Cryptocurrencies Affected by Inflation, Taxes, Trends
Top cryptocurrencies like Bitcoin, Ethereum, and BNB may be more susceptible to external market factors than some crypto enthusiasts would like to believe. These and other major tokens fell sharply in the first two weeks of April 2022, with the broader crypto market losing almost $400 billion of value during that time. What’s worse, analysts say that a “disaster” in the financial markets could send crypto prices plunging even further.
While Bitcoin has moved above and below a price threshold of $40,000 throughout most of 2022, the latest price drop is a reminder to investors that decentralized digital tokens may still react strongly to factors such as inflation, taxes, and overall market performance.

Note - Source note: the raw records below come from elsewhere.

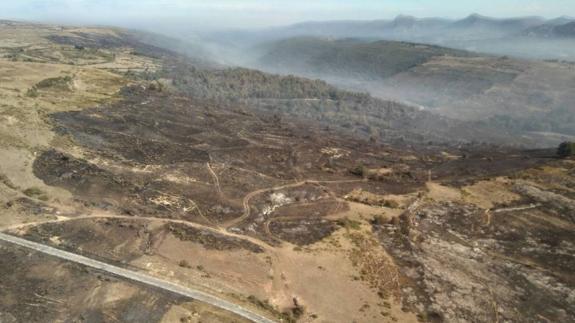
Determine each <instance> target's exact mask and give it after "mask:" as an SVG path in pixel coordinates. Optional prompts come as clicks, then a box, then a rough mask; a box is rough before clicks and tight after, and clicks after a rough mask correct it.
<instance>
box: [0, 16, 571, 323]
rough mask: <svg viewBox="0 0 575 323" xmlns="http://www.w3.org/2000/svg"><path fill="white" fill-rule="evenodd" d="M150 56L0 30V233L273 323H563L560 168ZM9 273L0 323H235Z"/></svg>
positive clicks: (71, 39)
mask: <svg viewBox="0 0 575 323" xmlns="http://www.w3.org/2000/svg"><path fill="white" fill-rule="evenodd" d="M158 37H160V36H158V35H155V36H149V35H148V36H145V37H143V36H142V35H141V34H138V33H133V32H131V31H126V30H121V29H117V28H95V27H70V26H68V27H61V26H49V25H32V24H24V23H3V24H2V25H0V75H1V77H0V156H2V158H0V230H1V231H2V232H3V233H7V234H9V235H12V236H17V237H21V238H24V239H26V240H29V241H34V242H36V243H39V244H41V245H43V246H51V247H53V248H57V249H60V250H65V251H67V252H68V254H70V253H71V254H76V255H82V256H85V257H88V258H91V259H95V260H98V261H101V262H105V263H107V264H110V265H113V266H115V267H121V268H122V269H124V270H125V271H124V272H128V273H132V275H134V276H133V277H140V276H137V273H145V274H147V275H149V276H150V277H152V278H153V277H155V278H158V279H162V280H164V281H168V282H170V283H171V284H172V285H171V286H174V285H175V286H176V289H177V287H179V288H181V289H186V290H195V291H197V292H201V293H203V294H208V295H211V296H212V297H213V298H214V299H217V300H220V301H225V302H226V303H229V304H232V306H234V307H235V308H239V309H242V310H243V311H244V312H246V311H247V312H249V313H254V314H257V316H258V317H265V318H267V319H269V320H273V321H279V322H309V321H314V322H338V321H346V322H351V321H358V322H398V321H399V322H419V321H426V320H427V321H434V320H445V321H467V320H470V319H471V318H473V319H478V320H481V321H498V320H501V321H524V320H526V319H527V318H532V317H544V318H545V319H547V320H550V321H561V322H566V321H573V320H574V319H575V307H574V304H575V302H573V290H574V288H575V287H574V286H575V283H574V282H575V280H574V277H573V272H572V268H573V266H575V260H574V257H573V255H574V254H575V253H574V250H573V246H574V245H575V241H574V239H575V238H574V237H575V235H574V234H573V232H574V230H575V228H574V225H573V222H574V221H575V219H573V217H572V216H571V215H572V214H574V212H575V202H574V200H575V195H574V194H573V188H574V187H575V173H574V168H575V163H574V162H573V160H571V159H568V158H565V159H559V158H557V156H556V154H555V150H554V149H541V150H534V149H530V150H522V149H519V148H513V147H509V146H506V145H502V146H495V145H492V144H479V143H477V142H473V139H474V138H485V140H492V141H494V142H502V143H509V140H511V141H513V143H516V140H517V139H516V138H515V137H513V136H506V135H505V133H501V132H499V131H498V130H497V129H491V128H489V127H483V126H481V125H478V124H476V123H473V122H467V121H458V120H453V119H450V118H446V117H441V116H437V115H433V114H430V113H428V112H426V111H420V110H419V109H417V108H414V107H411V106H408V105H405V104H400V103H396V102H392V101H386V100H381V99H377V98H374V97H372V96H370V95H367V94H365V93H359V92H356V91H347V90H341V89H339V88H338V87H335V86H333V85H330V84H329V83H326V82H325V81H321V80H311V79H306V78H303V77H296V76H281V75H274V74H269V73H265V72H261V71H257V70H252V69H245V68H228V67H222V66H220V65H218V64H213V63H212V62H209V61H207V62H206V61H204V60H201V59H197V58H196V59H192V58H190V57H188V56H186V55H183V53H184V52H183V51H181V50H175V49H174V48H163V47H162V46H165V44H169V43H171V40H168V39H161V38H160V39H158ZM150 39H153V41H152V40H150ZM148 41H151V42H153V43H152V44H150V43H148ZM400 47H401V48H402V50H409V48H410V47H409V45H401V46H400ZM426 48H427V51H426V52H428V53H429V54H428V55H425V56H424V60H425V62H426V63H423V64H424V65H425V64H429V62H433V61H434V60H437V59H445V56H444V55H443V54H440V55H439V56H437V55H436V53H441V51H443V49H441V48H434V47H426ZM184 49H186V48H184ZM409 57H416V56H408V58H409ZM409 59H411V58H409ZM418 59H419V58H417V57H416V59H415V61H416V62H417V61H418ZM451 59H462V60H467V59H477V58H474V57H467V56H466V54H463V55H462V56H461V57H460V56H457V57H455V58H453V57H452V58H451ZM479 59H484V58H483V57H480V58H479ZM407 65H409V64H406V65H405V66H407ZM389 66H391V65H389ZM418 66H419V65H418ZM394 73H397V72H394ZM400 74H401V73H400ZM392 75H397V74H393V73H392ZM518 140H520V141H521V140H522V138H519V139H518ZM0 259H2V260H3V261H0V285H1V286H2V288H1V289H0V300H1V301H0V320H1V321H7V322H14V321H16V322H18V321H23V322H46V321H63V320H75V321H107V320H116V321H122V322H142V321H148V322H199V321H202V322H204V321H209V322H230V321H234V322H245V321H246V317H240V316H238V315H235V314H232V313H231V312H227V311H226V310H224V309H222V308H220V307H214V306H210V305H207V304H206V303H204V302H201V301H198V300H196V299H191V298H188V297H184V296H182V295H181V294H174V293H173V290H170V289H166V288H162V287H161V286H156V285H154V286H155V287H150V286H148V285H146V283H143V282H142V280H139V283H136V282H134V281H132V280H129V279H125V277H126V276H122V277H120V276H117V275H113V274H110V273H109V272H106V271H103V270H98V269H94V268H88V267H86V266H84V265H81V264H79V263H76V262H73V261H70V259H58V258H54V257H52V256H49V255H48V254H46V253H43V252H41V251H40V250H37V251H32V250H30V249H28V248H24V247H19V246H16V245H14V244H13V243H8V242H7V241H6V240H5V239H3V240H2V242H0Z"/></svg>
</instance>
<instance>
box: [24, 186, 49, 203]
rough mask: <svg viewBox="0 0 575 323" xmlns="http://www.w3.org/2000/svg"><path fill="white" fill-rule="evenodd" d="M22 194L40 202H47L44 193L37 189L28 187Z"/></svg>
mask: <svg viewBox="0 0 575 323" xmlns="http://www.w3.org/2000/svg"><path fill="white" fill-rule="evenodd" d="M22 193H24V195H26V196H28V197H31V198H35V199H38V200H40V201H48V199H49V198H48V195H46V193H45V192H44V191H42V190H41V189H39V188H37V187H30V188H27V189H25V190H24V191H23V192H22Z"/></svg>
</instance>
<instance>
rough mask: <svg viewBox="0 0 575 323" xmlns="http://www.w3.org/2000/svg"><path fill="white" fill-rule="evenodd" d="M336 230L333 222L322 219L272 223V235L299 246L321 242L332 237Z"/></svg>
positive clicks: (283, 220) (288, 221)
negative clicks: (330, 235)
mask: <svg viewBox="0 0 575 323" xmlns="http://www.w3.org/2000/svg"><path fill="white" fill-rule="evenodd" d="M336 229H337V225H335V223H333V221H329V220H326V219H321V218H310V219H305V218H300V219H293V220H283V221H272V222H271V223H270V231H271V232H272V234H274V235H275V236H277V237H279V238H280V239H282V240H285V241H288V242H290V243H293V244H295V245H298V246H305V245H309V244H313V243H315V242H317V241H320V240H321V239H323V238H325V237H328V236H330V235H331V234H332V233H333V232H334V231H335V230H336Z"/></svg>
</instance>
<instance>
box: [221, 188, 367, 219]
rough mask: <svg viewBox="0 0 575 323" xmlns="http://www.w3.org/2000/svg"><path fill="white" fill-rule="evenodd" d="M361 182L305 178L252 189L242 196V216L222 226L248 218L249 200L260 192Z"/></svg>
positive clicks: (251, 198)
mask: <svg viewBox="0 0 575 323" xmlns="http://www.w3.org/2000/svg"><path fill="white" fill-rule="evenodd" d="M361 182H365V179H353V180H340V181H316V180H305V181H300V182H296V183H292V184H286V185H281V186H276V187H271V188H264V189H261V190H257V191H253V192H251V193H249V194H248V195H246V196H245V197H244V200H243V207H244V213H243V214H242V216H240V217H238V218H235V219H233V220H231V221H228V222H227V223H226V224H225V225H224V227H225V228H231V227H234V226H236V225H238V224H240V223H242V222H244V221H245V220H246V219H247V218H249V216H250V213H251V208H250V200H251V199H252V198H254V197H256V196H258V195H260V194H263V193H266V192H271V191H275V190H281V189H286V188H294V187H298V186H303V185H306V184H315V185H322V184H338V183H361Z"/></svg>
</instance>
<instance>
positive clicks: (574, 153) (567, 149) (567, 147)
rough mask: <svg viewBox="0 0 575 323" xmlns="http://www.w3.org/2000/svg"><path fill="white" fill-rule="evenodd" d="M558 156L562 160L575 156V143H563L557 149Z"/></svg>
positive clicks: (570, 142) (573, 142)
mask: <svg viewBox="0 0 575 323" xmlns="http://www.w3.org/2000/svg"><path fill="white" fill-rule="evenodd" d="M557 155H559V157H561V158H567V157H569V156H575V142H569V141H566V142H563V143H561V144H560V145H559V148H558V149H557Z"/></svg>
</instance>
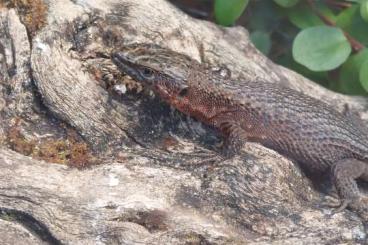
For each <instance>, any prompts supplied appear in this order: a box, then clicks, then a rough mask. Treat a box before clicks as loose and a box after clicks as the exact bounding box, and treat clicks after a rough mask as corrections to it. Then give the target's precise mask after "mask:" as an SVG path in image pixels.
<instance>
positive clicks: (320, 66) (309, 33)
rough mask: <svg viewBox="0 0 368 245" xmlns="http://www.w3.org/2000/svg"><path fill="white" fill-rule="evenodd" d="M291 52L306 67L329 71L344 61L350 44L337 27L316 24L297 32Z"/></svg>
mask: <svg viewBox="0 0 368 245" xmlns="http://www.w3.org/2000/svg"><path fill="white" fill-rule="evenodd" d="M292 52H293V57H294V59H295V61H296V62H298V63H300V64H302V65H304V66H306V67H307V68H308V69H310V70H312V71H329V70H333V69H335V68H336V67H338V66H340V65H341V64H342V63H344V62H345V60H346V59H347V58H348V57H349V55H350V52H351V46H350V44H349V41H348V40H347V39H346V37H345V36H344V33H343V32H342V31H341V30H340V29H339V28H335V27H330V26H316V27H310V28H307V29H304V30H303V31H301V32H299V34H298V35H297V36H296V38H295V40H294V43H293V49H292Z"/></svg>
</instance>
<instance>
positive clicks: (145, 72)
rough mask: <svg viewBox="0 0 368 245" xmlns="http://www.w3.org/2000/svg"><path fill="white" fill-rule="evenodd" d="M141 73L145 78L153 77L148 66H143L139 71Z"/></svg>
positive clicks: (152, 71) (151, 71) (150, 70)
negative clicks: (141, 69) (144, 67)
mask: <svg viewBox="0 0 368 245" xmlns="http://www.w3.org/2000/svg"><path fill="white" fill-rule="evenodd" d="M141 74H142V76H143V77H145V78H152V77H153V71H152V70H151V69H149V68H146V67H145V68H143V69H142V71H141Z"/></svg>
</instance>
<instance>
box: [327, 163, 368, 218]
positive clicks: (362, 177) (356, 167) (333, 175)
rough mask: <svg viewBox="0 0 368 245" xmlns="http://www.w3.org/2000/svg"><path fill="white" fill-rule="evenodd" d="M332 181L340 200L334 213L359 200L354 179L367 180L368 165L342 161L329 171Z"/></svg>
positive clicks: (357, 186)
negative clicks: (361, 179) (339, 202)
mask: <svg viewBox="0 0 368 245" xmlns="http://www.w3.org/2000/svg"><path fill="white" fill-rule="evenodd" d="M331 174H332V181H333V184H334V185H335V187H336V190H337V193H338V195H339V197H340V199H341V203H340V206H339V207H338V208H337V210H336V212H340V211H342V210H343V209H345V208H346V207H347V206H348V205H349V204H351V203H353V202H356V201H359V199H360V198H361V195H360V192H359V189H358V185H357V183H356V179H358V178H363V179H365V180H368V164H367V163H365V162H362V161H359V160H357V159H343V160H340V161H338V162H337V163H336V164H335V165H334V166H333V167H332V169H331Z"/></svg>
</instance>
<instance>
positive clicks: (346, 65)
mask: <svg viewBox="0 0 368 245" xmlns="http://www.w3.org/2000/svg"><path fill="white" fill-rule="evenodd" d="M171 1H172V2H173V3H174V4H176V5H177V6H179V7H180V8H182V9H183V10H184V11H186V12H188V13H189V14H191V15H192V16H194V17H197V18H202V19H207V20H211V21H214V22H216V23H218V24H220V25H223V26H234V25H242V26H244V27H245V28H247V29H248V30H249V32H250V37H251V40H252V42H253V43H254V44H255V46H256V47H257V48H258V49H259V50H260V51H261V52H263V53H264V54H265V55H267V56H268V57H269V58H270V59H272V60H273V61H274V62H276V63H278V64H281V65H283V66H286V67H288V68H290V69H292V70H295V71H296V72H298V73H300V74H302V75H304V76H306V77H308V78H310V79H311V80H313V81H315V82H317V83H319V84H321V85H323V86H325V87H327V88H329V89H331V90H334V91H337V92H340V93H344V94H352V95H368V50H367V48H366V47H367V45H368V0H213V1H211V0H202V1H198V0H197V1H196V0H171ZM234 41H239V42H241V40H234Z"/></svg>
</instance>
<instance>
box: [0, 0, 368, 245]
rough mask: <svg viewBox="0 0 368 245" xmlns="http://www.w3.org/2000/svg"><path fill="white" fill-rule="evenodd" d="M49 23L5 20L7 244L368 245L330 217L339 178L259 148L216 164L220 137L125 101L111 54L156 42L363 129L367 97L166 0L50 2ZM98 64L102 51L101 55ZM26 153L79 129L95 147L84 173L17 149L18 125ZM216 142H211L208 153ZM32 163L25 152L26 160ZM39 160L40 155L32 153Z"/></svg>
mask: <svg viewBox="0 0 368 245" xmlns="http://www.w3.org/2000/svg"><path fill="white" fill-rule="evenodd" d="M45 2H46V3H47V7H48V8H47V16H46V17H47V19H46V24H45V26H44V27H43V28H42V29H41V30H39V31H38V32H36V35H35V36H29V35H28V34H27V31H26V28H25V26H24V25H23V24H22V23H21V22H20V19H19V15H18V13H17V12H16V11H15V10H13V9H5V8H3V9H0V92H1V93H0V122H1V125H0V135H1V136H0V146H2V149H0V166H1V171H0V237H2V238H3V241H2V242H3V243H5V244H29V243H40V244H42V243H55V244H57V243H62V244H64V243H65V244H244V243H251V244H270V243H276V244H316V243H318V244H327V243H351V244H353V243H358V242H362V241H364V240H365V239H366V236H367V231H366V228H365V226H366V221H367V219H366V217H367V215H366V213H365V212H363V211H362V212H358V211H356V212H355V211H350V210H345V211H343V212H341V213H338V214H335V215H332V214H331V211H332V209H331V208H329V207H328V206H326V205H324V204H323V203H324V201H326V199H327V200H328V199H333V198H332V197H331V196H329V194H330V193H329V188H328V186H329V184H328V183H329V181H328V176H325V175H324V176H322V177H321V178H322V179H325V180H326V181H322V182H323V183H322V184H318V183H317V184H316V182H315V180H311V179H309V178H308V177H307V176H306V175H305V174H304V172H303V171H302V170H301V169H300V168H299V166H298V164H297V163H295V162H292V161H290V160H288V159H287V158H285V157H283V156H281V155H279V154H278V153H276V152H274V151H272V150H269V149H267V148H264V147H262V146H260V145H258V144H254V143H247V144H246V146H245V147H244V149H243V152H242V154H241V155H240V156H238V157H236V158H235V159H232V160H228V161H225V162H223V163H221V164H216V165H214V166H211V165H209V164H202V163H201V161H202V160H203V159H201V157H200V154H198V156H196V154H194V153H196V152H197V151H198V149H200V150H203V149H204V148H208V147H210V146H211V145H212V142H213V141H215V140H216V137H215V135H216V134H215V133H214V132H211V130H209V129H207V128H206V127H203V126H202V125H201V124H199V123H196V122H193V121H192V120H190V119H186V118H184V117H183V116H182V115H180V114H179V113H178V112H175V111H172V110H170V108H168V107H167V106H165V105H163V104H162V103H160V102H159V101H158V100H157V99H152V98H150V97H149V96H148V95H147V96H146V94H144V93H143V95H142V94H140V95H134V94H133V95H132V94H123V95H122V98H119V97H115V96H114V95H113V94H112V93H111V92H109V91H108V90H107V89H106V87H105V85H104V82H105V81H104V80H103V79H101V76H100V75H99V74H100V72H101V73H104V72H106V69H107V71H108V72H111V73H113V66H112V64H111V62H110V61H109V59H108V58H104V57H105V56H108V54H109V53H110V52H111V50H112V49H118V48H119V47H121V46H123V45H125V44H128V43H134V42H153V43H156V44H160V45H161V46H164V47H167V48H170V49H173V50H176V51H178V52H182V53H185V54H187V55H189V56H191V57H193V58H195V59H197V60H199V61H200V62H203V63H206V64H209V65H211V66H226V67H227V68H228V69H229V70H230V71H231V75H232V78H233V80H234V82H238V83H242V82H247V81H248V82H249V81H252V80H255V79H256V78H261V79H263V80H266V81H269V82H275V83H280V84H282V85H286V86H289V87H292V88H294V89H295V90H299V91H302V92H304V93H307V94H308V95H310V96H313V97H315V98H317V99H319V100H322V101H325V102H326V103H328V104H330V105H331V106H334V107H336V108H337V109H338V110H341V111H342V110H343V109H344V107H345V106H346V105H347V106H348V107H349V108H350V109H352V110H353V111H355V112H357V113H358V114H359V115H360V116H361V117H362V118H363V119H364V118H367V117H368V112H367V110H366V108H367V105H368V100H367V99H366V98H362V97H350V96H345V95H341V94H337V93H334V92H331V91H329V90H326V89H324V88H322V87H320V86H319V85H316V84H315V83H313V82H311V81H309V80H308V79H306V78H304V77H302V76H300V75H298V74H296V73H295V72H292V71H290V70H288V69H286V68H284V67H281V66H278V65H276V64H274V63H272V62H271V61H270V60H268V59H267V57H264V56H263V55H262V54H261V53H260V52H258V51H257V50H256V49H255V48H254V47H253V45H252V44H251V43H250V41H249V37H248V33H247V31H246V30H245V29H244V28H241V27H233V28H220V27H218V26H216V25H214V24H212V23H209V22H204V21H200V20H196V19H193V18H190V17H188V16H187V15H185V14H184V13H182V12H180V11H179V10H177V9H176V8H175V7H173V6H172V5H170V4H168V3H167V2H165V1H163V0H140V1H136V0H91V1H67V0H49V1H45ZM96 54H103V56H98V55H96ZM19 119H21V121H22V123H21V124H20V125H19V126H17V127H19V130H20V131H21V132H22V135H23V136H24V138H25V141H26V142H28V143H29V142H36V143H34V144H35V145H37V142H42V141H43V140H44V139H45V138H48V137H50V138H52V139H58V138H62V137H65V128H64V127H62V126H61V125H60V124H61V122H62V123H64V124H65V125H68V126H67V127H72V128H74V129H75V130H76V131H77V132H78V134H79V135H80V136H81V137H82V138H83V140H85V142H87V143H88V145H89V146H90V147H91V149H92V150H93V154H94V157H95V162H97V163H98V165H93V166H90V167H88V168H84V169H81V170H80V169H76V168H72V167H68V166H65V165H61V164H55V163H51V162H45V161H41V160H38V159H37V158H36V157H33V158H32V157H30V156H24V155H22V154H19V153H16V152H15V151H12V150H11V149H10V148H11V147H10V145H11V144H10V143H11V142H10V143H9V139H8V138H9V135H8V132H9V130H11V129H12V127H13V126H14V125H15V121H17V120H19ZM207 142H211V143H207ZM23 154H24V153H23ZM30 155H32V154H30Z"/></svg>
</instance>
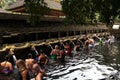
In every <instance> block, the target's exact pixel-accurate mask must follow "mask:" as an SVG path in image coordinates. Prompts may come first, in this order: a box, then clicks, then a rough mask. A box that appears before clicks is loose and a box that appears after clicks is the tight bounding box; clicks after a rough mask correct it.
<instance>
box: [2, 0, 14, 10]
mask: <svg viewBox="0 0 120 80" xmlns="http://www.w3.org/2000/svg"><path fill="white" fill-rule="evenodd" d="M15 1H16V0H0V6H1V8H4V9H6V8H7V7H8V4H10V3H13V2H15Z"/></svg>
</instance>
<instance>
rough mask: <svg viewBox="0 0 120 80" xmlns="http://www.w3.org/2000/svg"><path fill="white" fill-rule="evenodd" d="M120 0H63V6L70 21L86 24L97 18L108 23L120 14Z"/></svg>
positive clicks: (63, 9) (62, 2) (76, 23)
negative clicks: (119, 4)
mask: <svg viewBox="0 0 120 80" xmlns="http://www.w3.org/2000/svg"><path fill="white" fill-rule="evenodd" d="M119 4H120V0H63V1H62V8H63V11H64V13H65V14H66V19H67V20H68V21H69V22H70V23H74V24H85V23H89V22H93V21H94V20H96V15H95V14H96V13H97V14H99V21H101V22H104V23H106V24H109V23H111V20H112V21H113V22H114V20H115V18H116V17H117V16H119V15H120V5H119Z"/></svg>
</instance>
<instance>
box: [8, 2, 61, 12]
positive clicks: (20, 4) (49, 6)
mask: <svg viewBox="0 0 120 80" xmlns="http://www.w3.org/2000/svg"><path fill="white" fill-rule="evenodd" d="M44 1H45V2H46V3H47V6H48V7H49V8H50V9H55V10H62V6H61V4H60V2H57V1H54V0H44ZM24 4H25V2H24V0H18V1H17V2H15V3H13V4H10V5H9V8H8V10H12V9H15V8H18V7H22V6H24Z"/></svg>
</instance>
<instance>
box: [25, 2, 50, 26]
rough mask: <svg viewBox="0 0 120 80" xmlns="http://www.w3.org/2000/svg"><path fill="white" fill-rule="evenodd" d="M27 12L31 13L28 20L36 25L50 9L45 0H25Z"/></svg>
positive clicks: (30, 13) (29, 22)
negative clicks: (46, 12)
mask: <svg viewBox="0 0 120 80" xmlns="http://www.w3.org/2000/svg"><path fill="white" fill-rule="evenodd" d="M25 7H26V12H27V13H29V15H30V16H29V17H28V20H27V21H28V22H29V23H31V25H36V24H38V23H39V22H40V20H41V18H42V17H43V15H44V14H45V13H46V12H48V11H49V9H48V7H47V4H46V3H45V2H44V0H25Z"/></svg>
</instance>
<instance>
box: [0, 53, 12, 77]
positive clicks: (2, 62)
mask: <svg viewBox="0 0 120 80" xmlns="http://www.w3.org/2000/svg"><path fill="white" fill-rule="evenodd" d="M9 59H10V55H9V54H8V55H6V56H5V61H3V62H1V64H0V65H1V68H2V69H1V72H2V73H3V74H6V75H9V74H10V73H11V72H12V71H13V66H12V63H11V62H9Z"/></svg>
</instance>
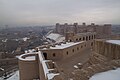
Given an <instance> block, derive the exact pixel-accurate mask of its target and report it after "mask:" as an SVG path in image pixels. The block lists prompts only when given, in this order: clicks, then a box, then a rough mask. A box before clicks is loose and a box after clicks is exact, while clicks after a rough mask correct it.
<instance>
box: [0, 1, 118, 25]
mask: <svg viewBox="0 0 120 80" xmlns="http://www.w3.org/2000/svg"><path fill="white" fill-rule="evenodd" d="M57 22H59V23H66V22H67V23H74V22H78V23H80V24H81V23H82V22H86V23H88V24H90V23H91V22H95V23H97V24H104V23H111V24H120V0H0V25H10V26H11V25H14V26H17V25H54V24H55V23H57Z"/></svg>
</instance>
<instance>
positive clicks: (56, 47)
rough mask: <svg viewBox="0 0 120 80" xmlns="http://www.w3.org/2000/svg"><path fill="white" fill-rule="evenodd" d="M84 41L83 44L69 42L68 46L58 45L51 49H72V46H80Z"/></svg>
mask: <svg viewBox="0 0 120 80" xmlns="http://www.w3.org/2000/svg"><path fill="white" fill-rule="evenodd" d="M83 42H84V41H81V42H67V43H66V44H63V43H62V44H61V45H56V46H55V47H52V46H51V47H50V49H64V48H68V47H71V46H74V45H77V44H80V43H83Z"/></svg>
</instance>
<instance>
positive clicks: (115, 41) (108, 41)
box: [106, 40, 120, 45]
mask: <svg viewBox="0 0 120 80" xmlns="http://www.w3.org/2000/svg"><path fill="white" fill-rule="evenodd" d="M106 42H108V43H112V44H117V45H120V40H107V41H106Z"/></svg>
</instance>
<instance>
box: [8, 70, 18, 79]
mask: <svg viewBox="0 0 120 80" xmlns="http://www.w3.org/2000/svg"><path fill="white" fill-rule="evenodd" d="M7 80H19V71H16V72H15V74H14V75H13V76H11V77H10V78H8V79H7Z"/></svg>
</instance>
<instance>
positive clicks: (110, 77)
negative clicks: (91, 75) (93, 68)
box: [89, 68, 120, 80]
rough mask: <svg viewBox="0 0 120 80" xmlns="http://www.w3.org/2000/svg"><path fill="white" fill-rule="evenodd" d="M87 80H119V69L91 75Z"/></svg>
mask: <svg viewBox="0 0 120 80" xmlns="http://www.w3.org/2000/svg"><path fill="white" fill-rule="evenodd" d="M89 80H120V68H117V69H116V70H109V71H106V72H102V73H97V74H95V75H93V76H92V77H91V78H90V79H89Z"/></svg>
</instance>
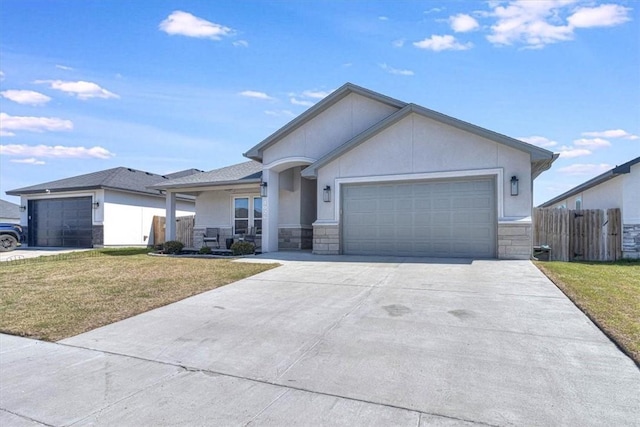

- Cryptocurrencies plunged in the first part of April 2022, dropping about $400 billion in value in the first two weeks or so.
- Although cryptocurrencies are purported to operate independently of many external market influences, recent trends suggest that this may not be entirely true.
- Investors should look to factors such as inflation, Federal Reserve policy, and tax season for potential links with cryptocurrency performance.
External Factors Suggest Influence on Crypto Prices
The most recent cryptocurrency sell-off has coincided with a decline in U.S. stock market futures. These declines may be attributable to news that March marked an 8.5% year-over-year (YOY) increase in the consumer price index (CPI). Inflation remains a significant concern, and with it the possibility of a recession in the near to medium term. Investors viewing cryptocurrencies as a strong alternative investment during times of market turbulence should watch carefully to see how cryptocurrency prices move as the Federal Reserve works to curb inflation.
Tax Season Impact?
The recent slump in cryptocurrency price levels may also be due in part to tax season. In a majority of recent tax seasons, from January through March, Bitcoin has fallen. While this could be a coincidence, some analysts suspect that Bitcoin tends to underperform in the first months of the year relative to other months because investors who realized major gains in crypto assets during the previous year tend to sell some of their holdings to cover anticipated tax liabilities. This is complicated by the disparate ways that jurisdictions treat capital gains.
Federal Reserve Policies
As analysts expect the Federal Reserve to increase interest rates and borrowing costs, investors in the crypto space may want to watch for signs that economic demand is suffering. This may be felt most prominently in traditionally riskier areas like cryptocurrency. Rising bond yields could also minimize excess return that investors could achieve from cryptocurrencies relative to safer bets like bonds. Combined with persistent inflation and other large-scale economic concerns, this shift may cause investors to turn away from cryptocurrencies to safer alternatives. This could be reflected in the price level of digital tokens for those who continue to trade in this space.